# Meaningful Engagement and Assessment of Technology: Balancing Scaffolding and Discovery

Catherine Buell, Mathematics, Fitchburg State University

Often in mathematics courses, computational skills are attached to advanced Calculus ideas, Linear Algebraic techniques, or statistical software. Sometimes the learning is complemented by the computation tool, but often times it is difficult to determine whether the students have a mathematical or computational block. When computational courses exists, there is the issue of how to best integrate the mathematics and the appropriate level needed to highlight the ability of the tools without alienating students from a diverse mathematical background. Therefore, there are two main challenges: how to organize a computational course for mathematical students to support and assess the computational skills you want them to develop and separating students' mathematical blocks from computational blocks as a part of a course.

First, when considering the computational course, I've only taught this class one. The software, Maple, was chosen for me and the projects/topics were aligned to Precalculus through Modeling. I'd hoped that assessing a student's computation skills and learning would be best done through integrated homework and project-based assignments. Unfortunately, I found that the mathematics (usually Calculus I material) stumped that students in the assignments and projects. They could use the commands in the program; however, there were not addressing the mathematical question. For example, plotting multiple functions on a graph and tangents lines as certain points required more mathematical instruction than I had expected. I addressed this challenge by re-teaching the students certain Calculus topics or having them do prep-work on the topic.
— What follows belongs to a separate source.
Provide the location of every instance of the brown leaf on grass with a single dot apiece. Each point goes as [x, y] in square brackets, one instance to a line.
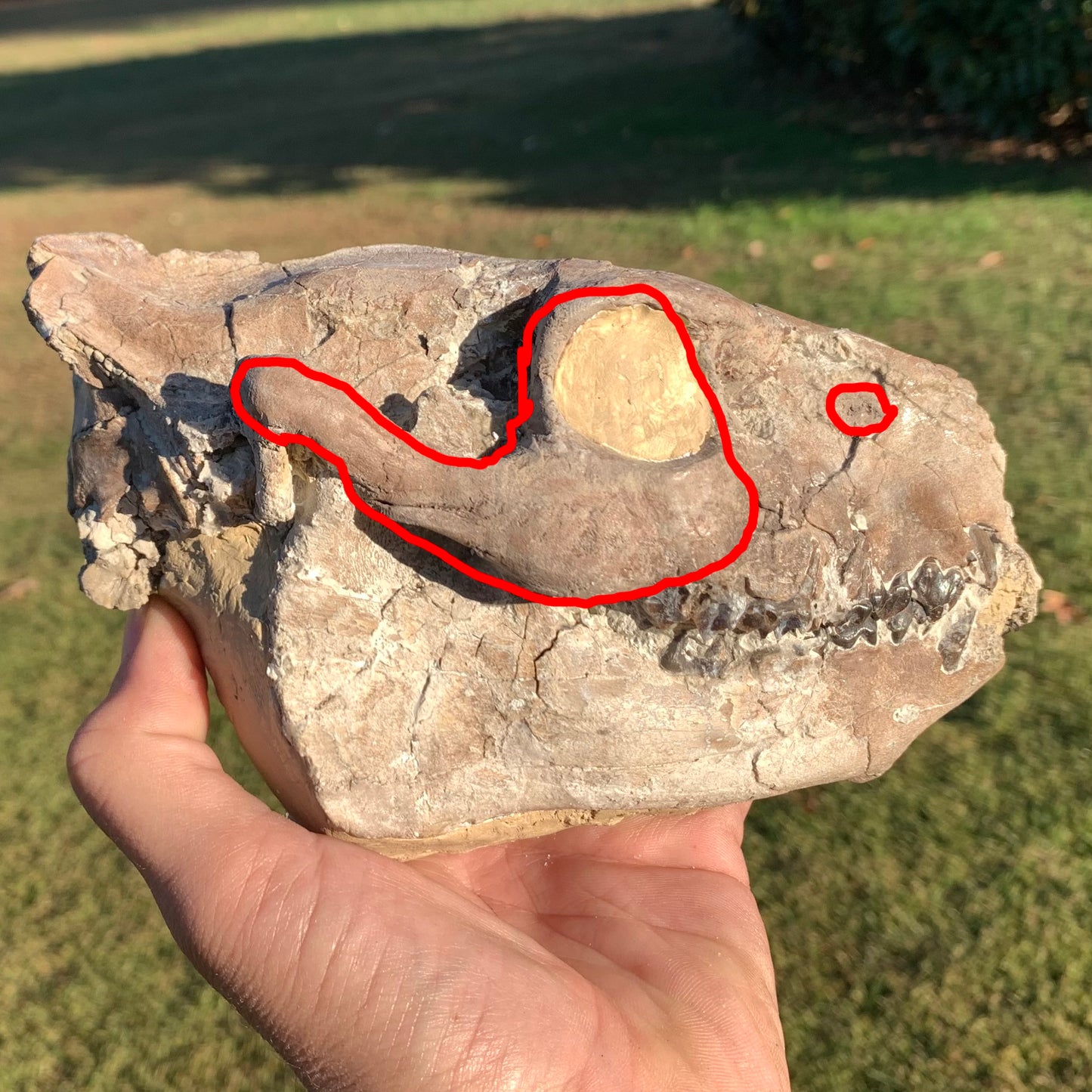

Second, when using technology as part of a course, I have found that students have limited knowledge of Excel and online mathematical software (except maybe WolframAlpha) and limited patience. There are many online math homework systems that frustrate students because they require some basic syntax (often written on the problem). When working with Maple, Excel, WebAssign, WebWork, MATLAB, Mathematica, etc., I've found students unwilling to explore and figure things out. Yet, if there is a math problem they can't solve, then Google is always the first and foremost in their minds. I'm not sure of the disconnect to "look things up." Perhaps they feel they *should* know technology because society has deemed them the tech generation. While I haven't managed to solve this problem, some ways I've combatted it is to create worksheets where students are told to look something up online while we are in class. Of course, on the issue of assessment, one is then left with the question as to whether the student should be able to look something up during an assessment activity. I haven't solved that problem yet. I would hope that writing low-threshold/high-ceiling problems would be too different to find online, but have clear access points that a student could research how to start the process.

While technology has always been a small part of my classes, there have been few courses (Applied Linear Algebra, Symbolic Computation, and Senior Seminar) where computation tools were at the forefront of our study. Challenging students while scaffolding assignments and then appropriately assessing those assignments and student learning continues to be a place of growth.